JL Crozier, life of unquiet times
Judy Crozier was born in 1954 in British-held Malaya, now Malaysia, during the ‘emergency’ of the communist insurgency. Her mining engineer father and her mother – Laurence (Laurie) and Sheila Crozier – wore firearms on their hips. Barbed wire was a familiar motif.
Her older brothers, Ross and Brian, were born, respectively, in India and Bolivia.
Social discord was normal to Crozier life.
When the Croziers moved to Mawchi in Burma, Karen rebels fought the Burmese army on moonlit nights in the front garden, while Dacoits (bandits) replenished funds through kidnap and ransom.
Ross and Brian were sent to boarding school in Australia, travelling long hours by air to wherever Laurie was posted.
At six, Judy was living in Saigon, Vietnam, and attending the French Catholic convent school, Les Oiseaux. The war was heating up, and Laurie was attached to the Australian Embassy.
Children reflect the complex relationships around them: Judy took to Catholicism, yet was loyal to her mother’s Anglicanism and absolutely sympathetic to the Vietnamese Buddhists’ anger against the regime of Catholic President Ngo Dinh Diem.
War keeps children indoors; Judy had read Thackeray and Dickens by the time she was nine, when she wasn’t drawing on walls or on the flysheets of books.
Back in Australia, at school, Judy found that being odd (and who wouldn’t have been) gets you bullied. A loner, she filled in her time with drawing and writing.
A 70s hippie, Judy only barely gained her BA from Melbourne University, with (finally) a history major. ‘I did manage to slide quietly from religion to atheism,’ she says. ‘This was a great relief!’
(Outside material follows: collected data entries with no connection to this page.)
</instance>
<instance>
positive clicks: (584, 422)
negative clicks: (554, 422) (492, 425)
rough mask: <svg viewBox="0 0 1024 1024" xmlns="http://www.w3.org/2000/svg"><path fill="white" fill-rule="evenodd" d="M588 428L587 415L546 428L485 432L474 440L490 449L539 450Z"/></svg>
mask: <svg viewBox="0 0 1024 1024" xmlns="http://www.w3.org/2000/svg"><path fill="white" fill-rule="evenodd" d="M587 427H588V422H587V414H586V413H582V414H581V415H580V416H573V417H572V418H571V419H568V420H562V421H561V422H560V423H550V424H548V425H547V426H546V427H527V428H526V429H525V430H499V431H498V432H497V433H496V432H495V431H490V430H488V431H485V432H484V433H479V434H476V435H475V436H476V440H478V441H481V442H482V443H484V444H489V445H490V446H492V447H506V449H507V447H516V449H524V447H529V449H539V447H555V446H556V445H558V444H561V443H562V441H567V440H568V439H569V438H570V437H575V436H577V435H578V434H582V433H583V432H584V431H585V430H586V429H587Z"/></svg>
A fascination with history remains.
Every other decade or so since then, Judy has returned to study, eventually gaining her Master of Creative Writing in 2007.
A short stint in local journalism ignited a passionate involvement in community activism and in the Australian Labor Party. In the 80s, Judy served as a Labor Councillor on the then Fitzroy City Council, in inner Melbourne.
She also spent some years editing the then ALP journal, Labor Star, and contributed to ALP policy committees for many years.
The breakup of Judy’s relationship led to a move to another suburb with her sons Alan and Tom, and the ‘angst of protracted renovation.’ She even sang blues with a band for a while.
Serious time went into writing fiction, and Judy’s short stories began to win awards both in in Australia and overseas.
There are now two novel manuscripts seeking publishers: After Jehovah, based in 1860s London, and another novel based largely in wartime Vietnam.
Judy was awarded a Varuna Publisher Fellowship to work on her ms After Jehovah.
‘I am planning a third novel drawing on the witch crazes in Europe in the sixteenth and seventeenth centuries,’ Judy says. ‘Here is much under-told women’s history, not to mention some widely divergent versions of reality!’
Judy was for many years a sessional teacher of creative writing at Melbourne’s Centre of Adult Education (CAE).
Judy Crozier currently lives in France.